One more question: if I use the indices returned from torch.sort() and feed it to torch.take(), will the gradients be backpropagated? (I think yes, and I posted my test code as follows.)

Test code:

import torch
from torch import nn
x = torch.tensor([1, 4, 7, 3, 9, 0], dtype=torch.float, requires_grad=True)
x_sorted = torch.sort(x)[0]
x_id = torch.sort(x)[1]
print(x_sorted, x_id)
y = torch.tensor([0, 1, 2, 3, 4, 5], dtype=torch.float, requires_grad=True)
y_sorted = torch.take(y, x_id) # Here is my question: Will the gradients be backpropagated?
print(y, y_sorted)

loss_mse = nn.MSELoss()
loss_xy = loss_mse(x, y)
loss_ys = y_sorted.mean()
loss_xs =  x_sorted.mean()

loss_ys.backward()
loss_xs.backward()
loss_xy.backward()
print(f"Gradients: {loss_ys.item()}, {loss_xs.item()}, {loss_xy.item()}")

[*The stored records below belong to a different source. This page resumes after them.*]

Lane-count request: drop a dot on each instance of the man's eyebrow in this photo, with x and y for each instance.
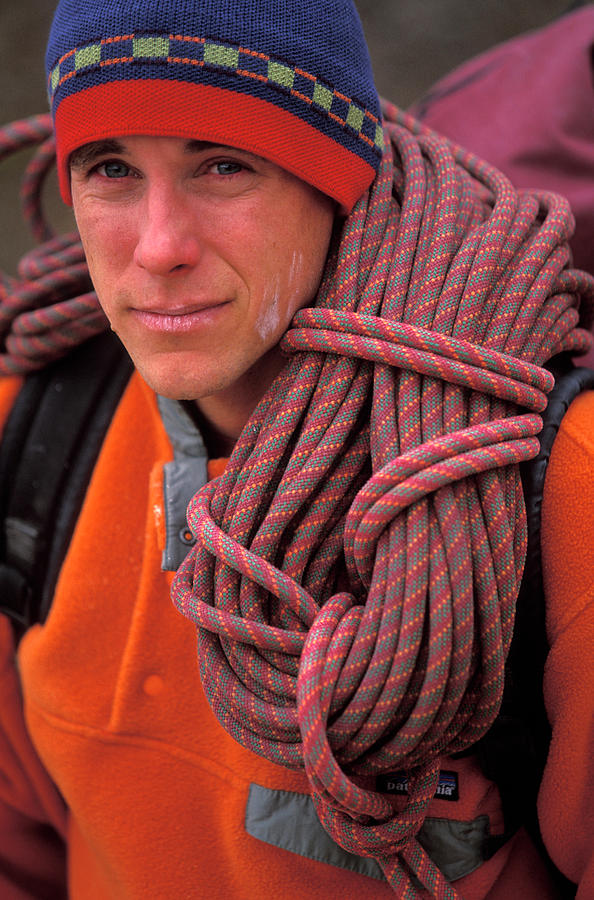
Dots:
(88, 153)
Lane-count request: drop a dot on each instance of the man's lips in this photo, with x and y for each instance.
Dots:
(178, 319)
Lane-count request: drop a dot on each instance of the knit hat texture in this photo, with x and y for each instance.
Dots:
(289, 80)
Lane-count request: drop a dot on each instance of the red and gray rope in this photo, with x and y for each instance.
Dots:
(357, 565)
(50, 306)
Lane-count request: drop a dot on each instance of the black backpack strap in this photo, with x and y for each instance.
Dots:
(50, 443)
(513, 753)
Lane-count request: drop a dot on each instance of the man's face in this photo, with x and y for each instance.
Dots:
(200, 256)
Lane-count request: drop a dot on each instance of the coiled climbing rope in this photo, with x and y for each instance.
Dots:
(357, 565)
(50, 306)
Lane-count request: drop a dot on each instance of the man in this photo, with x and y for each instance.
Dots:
(363, 327)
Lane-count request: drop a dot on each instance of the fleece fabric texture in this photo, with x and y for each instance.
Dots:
(120, 783)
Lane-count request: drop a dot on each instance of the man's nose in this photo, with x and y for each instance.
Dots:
(168, 239)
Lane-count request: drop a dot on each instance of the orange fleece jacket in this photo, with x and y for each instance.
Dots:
(122, 763)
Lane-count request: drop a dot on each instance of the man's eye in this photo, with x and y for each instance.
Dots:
(113, 169)
(227, 167)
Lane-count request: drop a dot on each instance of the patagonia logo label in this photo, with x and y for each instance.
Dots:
(397, 783)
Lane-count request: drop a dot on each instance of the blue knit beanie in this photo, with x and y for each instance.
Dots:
(289, 80)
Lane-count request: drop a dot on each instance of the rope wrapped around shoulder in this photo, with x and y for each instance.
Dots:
(357, 566)
(50, 306)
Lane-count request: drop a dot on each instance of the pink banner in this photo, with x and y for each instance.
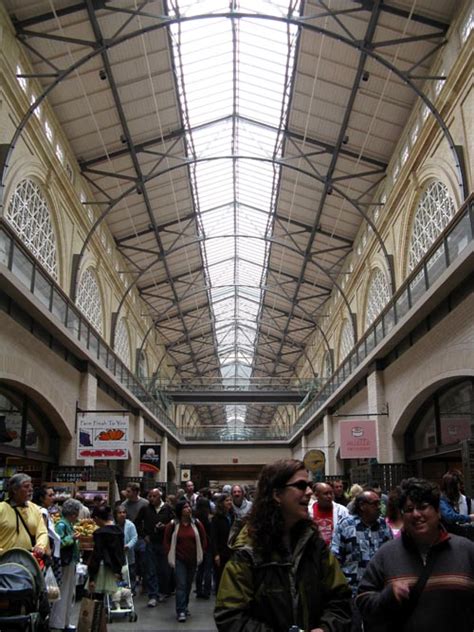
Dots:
(358, 439)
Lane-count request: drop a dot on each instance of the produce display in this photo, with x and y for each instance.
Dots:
(85, 527)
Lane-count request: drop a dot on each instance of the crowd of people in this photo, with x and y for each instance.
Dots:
(297, 556)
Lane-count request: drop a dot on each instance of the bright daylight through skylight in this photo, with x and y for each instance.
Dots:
(234, 76)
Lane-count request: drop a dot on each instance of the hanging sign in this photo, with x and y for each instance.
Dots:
(455, 429)
(358, 439)
(102, 436)
(150, 458)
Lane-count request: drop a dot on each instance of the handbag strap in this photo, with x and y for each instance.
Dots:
(20, 517)
(417, 589)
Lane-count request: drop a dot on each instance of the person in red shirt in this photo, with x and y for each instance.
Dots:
(325, 512)
(185, 541)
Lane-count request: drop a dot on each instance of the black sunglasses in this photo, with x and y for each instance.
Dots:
(301, 485)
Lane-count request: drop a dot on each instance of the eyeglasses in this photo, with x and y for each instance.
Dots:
(421, 507)
(301, 485)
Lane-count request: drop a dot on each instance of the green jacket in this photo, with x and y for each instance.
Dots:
(308, 589)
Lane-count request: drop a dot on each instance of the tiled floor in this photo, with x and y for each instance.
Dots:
(163, 617)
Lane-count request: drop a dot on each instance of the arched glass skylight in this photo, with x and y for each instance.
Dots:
(240, 101)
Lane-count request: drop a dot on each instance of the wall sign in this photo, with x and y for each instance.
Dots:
(102, 436)
(358, 439)
(150, 458)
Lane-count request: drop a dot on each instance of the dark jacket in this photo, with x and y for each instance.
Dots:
(220, 529)
(148, 518)
(308, 589)
(447, 601)
(108, 548)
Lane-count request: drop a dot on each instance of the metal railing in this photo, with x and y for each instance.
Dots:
(32, 275)
(273, 384)
(446, 248)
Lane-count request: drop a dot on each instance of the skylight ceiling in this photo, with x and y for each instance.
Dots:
(234, 161)
(240, 69)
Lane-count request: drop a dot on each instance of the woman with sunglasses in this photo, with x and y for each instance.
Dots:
(281, 573)
(44, 497)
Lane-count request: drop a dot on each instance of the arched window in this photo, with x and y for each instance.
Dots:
(346, 342)
(29, 215)
(378, 296)
(434, 211)
(142, 365)
(122, 342)
(327, 366)
(88, 299)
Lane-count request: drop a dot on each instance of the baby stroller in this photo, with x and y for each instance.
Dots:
(120, 604)
(23, 600)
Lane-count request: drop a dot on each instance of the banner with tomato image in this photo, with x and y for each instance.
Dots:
(102, 436)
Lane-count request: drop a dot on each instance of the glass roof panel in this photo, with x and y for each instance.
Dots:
(233, 69)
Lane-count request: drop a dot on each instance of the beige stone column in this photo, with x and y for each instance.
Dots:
(87, 401)
(163, 476)
(304, 446)
(376, 403)
(329, 441)
(137, 436)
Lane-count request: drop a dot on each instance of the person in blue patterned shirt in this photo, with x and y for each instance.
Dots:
(355, 541)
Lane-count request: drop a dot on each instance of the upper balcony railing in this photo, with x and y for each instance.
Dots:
(32, 275)
(446, 248)
(450, 244)
(292, 384)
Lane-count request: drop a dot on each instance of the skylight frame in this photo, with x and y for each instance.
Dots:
(227, 190)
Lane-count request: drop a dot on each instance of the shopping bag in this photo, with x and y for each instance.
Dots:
(92, 616)
(52, 588)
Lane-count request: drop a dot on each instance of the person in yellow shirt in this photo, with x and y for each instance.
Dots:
(21, 523)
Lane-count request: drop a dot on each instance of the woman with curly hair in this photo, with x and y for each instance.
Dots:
(281, 572)
(220, 529)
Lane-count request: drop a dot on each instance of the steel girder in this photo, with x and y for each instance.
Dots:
(100, 47)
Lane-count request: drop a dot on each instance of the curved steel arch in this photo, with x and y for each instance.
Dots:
(314, 323)
(282, 164)
(299, 22)
(199, 240)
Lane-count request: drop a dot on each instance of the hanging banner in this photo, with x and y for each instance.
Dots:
(102, 436)
(358, 439)
(150, 458)
(455, 429)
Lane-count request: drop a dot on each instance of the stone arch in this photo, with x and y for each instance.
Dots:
(37, 386)
(401, 424)
(170, 472)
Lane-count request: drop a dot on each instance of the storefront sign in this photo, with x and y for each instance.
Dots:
(102, 436)
(358, 439)
(150, 458)
(455, 429)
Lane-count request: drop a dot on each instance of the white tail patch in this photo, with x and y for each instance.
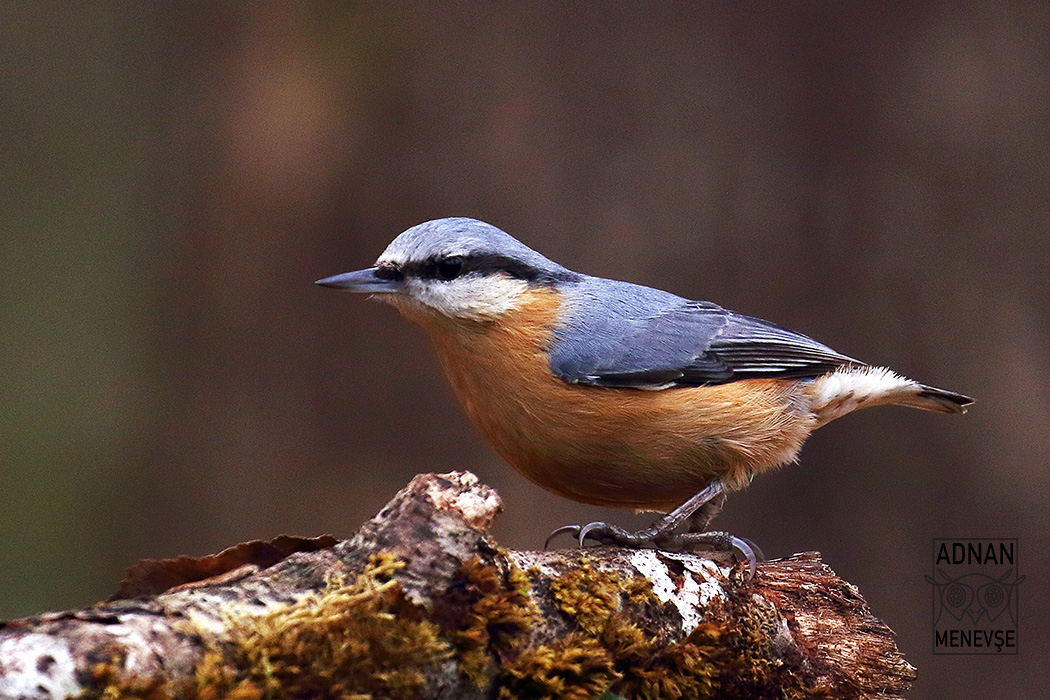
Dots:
(849, 388)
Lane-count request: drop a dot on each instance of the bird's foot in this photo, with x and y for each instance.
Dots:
(655, 537)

loss_xid = x_id.float().mean()
loss_xid.backward()

which returns

tensor([0., 1., 3., 4., 7., 9.], grad_fn=<SortBackward>) tensor([5, 0, 3, 1, 2, 4])
tensor([0., 1., 2., 3., 4., 5.], requires_grad=True) tensor([5., 0., 3., 1., 2., 4.], grad_fn=<TakeBackward>)
Gradients: 2.5, 4.0, 14.166666984558105

---------------------------------------------------------------------------
RuntimeError                              Traceback (most recent call last)
<ipython-input-30-1004213fe0c3> in <module>
     20 
     21 loss_xid = x_id.float().mean()
---> 22 loss_xid.backward()

~/miniconda3/envs/base-tornado5/lib/python3.8/site-packages/torch/tensor.py in backward(self, gradient, retain_graph, create_graph, inputs)
    243                 create_graph=create_graph,
    244                 inputs=inputs)
--> 245         torch.autograd.backward(self, gradient, retain_graph, create_graph, inputs=inputs)
    246 
    247     def register_hook(self, hook):

~/miniconda3/envs/base-tornado5/lib/python3.8/site-packages/torch/autograd/__init__.py in backward(tensors, grad_tensors, retain_graph, create_graph, grad_variables, inputs)
    143         retain_graph = create_graph
    144 
--> 145     Variable._execution_engine.run_backward(
    146         tensors, grad_tensors_, retain_graph, create_graph, inputs,
    147         allow_unreachable=True, accumulate_grad=True)  # allow_unreachable flag

RuntimeError: element 0 of tensors does not require grad and does not have a grad_fn

It can be seen that gradients are calculated for loss_ys (which does not have any actual meaning but only takes average on y_sorted for testing purposes). And for loss_xid, error popped up due to the lack of grad_fn for torch.sort(x)[1] just like AlphaBetaGamma96 pointed out. So my answer to my question is yes: torch.take(y, x_id) supports gradient backpropagation with x_id = torch.sort(x)[1] and y being a tensor that has requires_grad=True.

Let me know if I am making mistakes here. Thanks!

Thanks a million, KFrank! That’s absolutely what I want for calculating the loss. I’m using it to train the network and it seems working better than my previous implementation of loss function. Very beautiful solution!